Вид у доктора был усталый. Он по своему обычаю похмыкал:

– Какие разгулы! Я только что из больницы. Семь дел сразу ворочу, а в кармане все равно ни шиша. Не обижайся, Савва. Ты же знаешь: на чужие не шикую.

– Жаль, Антон. Надоел мне университет… Да и вообще все надоело… Как, думаешь, не загуляюсь под такое настроение?

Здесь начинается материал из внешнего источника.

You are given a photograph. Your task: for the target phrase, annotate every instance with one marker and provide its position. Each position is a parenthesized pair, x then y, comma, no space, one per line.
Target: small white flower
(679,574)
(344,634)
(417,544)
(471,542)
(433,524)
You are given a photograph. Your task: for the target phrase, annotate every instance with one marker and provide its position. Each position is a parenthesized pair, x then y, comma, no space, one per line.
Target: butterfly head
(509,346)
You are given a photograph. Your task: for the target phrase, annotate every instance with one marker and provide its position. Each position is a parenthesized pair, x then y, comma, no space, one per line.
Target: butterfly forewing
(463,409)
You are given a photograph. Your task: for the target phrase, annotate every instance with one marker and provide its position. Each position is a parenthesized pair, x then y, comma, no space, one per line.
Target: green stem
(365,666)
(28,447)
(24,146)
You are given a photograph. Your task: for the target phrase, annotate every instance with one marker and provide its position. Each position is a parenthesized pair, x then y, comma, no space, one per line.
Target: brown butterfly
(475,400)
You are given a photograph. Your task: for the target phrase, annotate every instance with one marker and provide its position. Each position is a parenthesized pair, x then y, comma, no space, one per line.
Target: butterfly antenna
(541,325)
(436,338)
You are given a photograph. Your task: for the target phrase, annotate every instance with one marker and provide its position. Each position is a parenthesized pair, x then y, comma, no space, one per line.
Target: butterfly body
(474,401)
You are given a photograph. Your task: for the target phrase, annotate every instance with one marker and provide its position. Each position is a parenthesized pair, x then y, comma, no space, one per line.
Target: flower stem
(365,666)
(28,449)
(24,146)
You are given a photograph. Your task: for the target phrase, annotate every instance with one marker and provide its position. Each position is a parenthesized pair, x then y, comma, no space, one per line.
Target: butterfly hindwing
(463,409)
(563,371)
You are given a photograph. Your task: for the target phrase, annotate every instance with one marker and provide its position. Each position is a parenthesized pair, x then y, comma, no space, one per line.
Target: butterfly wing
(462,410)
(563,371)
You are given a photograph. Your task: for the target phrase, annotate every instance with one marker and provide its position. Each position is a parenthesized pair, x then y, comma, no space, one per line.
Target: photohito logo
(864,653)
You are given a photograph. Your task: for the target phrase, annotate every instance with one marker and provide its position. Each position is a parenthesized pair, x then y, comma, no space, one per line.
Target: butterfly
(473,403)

– По тебе не скажешь, Савва. Лик у тебя здоровый, да и хохот… Поверь мне как доктору.

– И доктора ошибаются…

– Вот-вот. Я с тем и бегу к своему медицинскому авторитету. Случай у меня больно тяжелый.

– Уж не к Богословскому ли?

– Ну да! Он меня под медведя положит. Нет уж, к своему профессору. Богословского ты рогожским приятелям, особенно тугобрюхим, порекомендуй.

И этого наверх унесло, как в прорву какую. Все тут с ума посходили, а особо на медицинском факультете. Истинно, подавай им Богословского…

В профессора не вышел, давно бы за пьянку выгнать надо, но без него и факультет не факультет. Был Богословский – эта притча во языцех! – несомненно умен – тем тяжелым, мутным, заплывшим водкою, но находчивым практически и не лишенным грубого остроумия циническим умом, что свойственно русскому полуинтеллигентному алкоголику. Забытую науку он глубоко презирал, заменив ее совершеннейшим знанием «темного царства», в котором практиковал. Особенно среди рогожских старообрядцев. Чувствовал себя в некотором роде ветеринаром для двуногих и лечил воистину ветеринарными средствами. Нравы и натуру купеческую изучил насквозь. Был уверен, что пациенты-купцы – какая-то особенная человеческая порода, даже и болеющая-то не в пример прочим, наособинку.